Why returning a std::vector is still making a copy?

Question

I have a class that is going to create a pretty big array of data that I don't want to be copied around. For all considerations, it is immutable (read only) for anybody outside my class.

Here's a concept code that shows how I want to implement it:

class C {
public:
    C();
    std::vector<int> const& get_vector() { return m_vector; }
private:
    std::vector<int> m_vector;
};

C::C()
{
    m_vector.push_back(1);
    m_vector.push_back(2);
}

void DisplayVector(std::vector<int> const& new_v)
{
    for (int i = 0; i<new_v.size(); i++)
        std::cout << new_v[i] << std::endl;
}

int _tmain(int argc, _TCHAR* argv[])
{
    C myobj;
    std::vector<int> v = myobj.get_vector();
    v.push_back(3);

    DisplayVector(v);
}

When I step through this code, I see a given memory address for m_vector and the first element of its array (using the begin iterator).
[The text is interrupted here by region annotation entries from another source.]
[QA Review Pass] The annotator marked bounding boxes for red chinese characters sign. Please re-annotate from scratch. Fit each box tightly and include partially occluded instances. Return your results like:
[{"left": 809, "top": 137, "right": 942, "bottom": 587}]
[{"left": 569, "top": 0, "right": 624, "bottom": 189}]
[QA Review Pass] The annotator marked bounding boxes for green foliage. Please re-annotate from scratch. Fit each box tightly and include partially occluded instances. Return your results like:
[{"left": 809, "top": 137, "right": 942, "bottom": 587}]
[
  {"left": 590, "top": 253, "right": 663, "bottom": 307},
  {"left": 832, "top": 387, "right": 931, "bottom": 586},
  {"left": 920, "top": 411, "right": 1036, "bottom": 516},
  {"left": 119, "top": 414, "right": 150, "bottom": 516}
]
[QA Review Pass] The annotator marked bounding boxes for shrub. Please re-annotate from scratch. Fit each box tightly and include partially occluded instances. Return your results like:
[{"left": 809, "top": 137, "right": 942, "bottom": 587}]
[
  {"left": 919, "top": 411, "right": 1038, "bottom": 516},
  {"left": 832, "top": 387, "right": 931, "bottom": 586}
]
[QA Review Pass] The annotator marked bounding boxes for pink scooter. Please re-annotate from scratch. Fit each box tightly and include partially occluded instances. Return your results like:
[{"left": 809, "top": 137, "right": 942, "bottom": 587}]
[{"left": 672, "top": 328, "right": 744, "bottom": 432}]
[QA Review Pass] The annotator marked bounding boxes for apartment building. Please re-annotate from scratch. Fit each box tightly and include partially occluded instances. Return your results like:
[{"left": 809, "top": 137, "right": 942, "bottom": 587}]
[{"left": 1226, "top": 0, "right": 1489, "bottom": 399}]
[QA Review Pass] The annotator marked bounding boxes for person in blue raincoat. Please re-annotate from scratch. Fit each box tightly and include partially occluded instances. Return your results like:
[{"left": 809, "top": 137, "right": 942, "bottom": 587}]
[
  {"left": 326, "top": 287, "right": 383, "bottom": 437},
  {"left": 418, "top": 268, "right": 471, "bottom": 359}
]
When I return from get_vector, the vector "v" and its first element have a completely different memory address. v.push_back(3) doesn't have any problem modifying v (since it looks it's a copy)

When I call DisplayVector, then it works as I expected and new_v addresses are the same as main v.

What am I doing wrong?

Answer 1

You explicitly created a copy with

std::vector<int> v = myobj.get_vector();

which you can modify since v is a plain vector<int> . Here v got copy-constructed.

To instead bind a reference (which has to be const because of get_vector 's return type) use

const std::vector<int>& v = myobj.get_vector();

or just

const auto& v = myobj.get_vector();

Answer 2

int _tmain(int argc, _TCHAR* argv[])
{
    C myobj;
    std::vector<int> v = myobj.get_vector();

After executing this code, you have two vectors; the instance variable myobj.m_vector and v .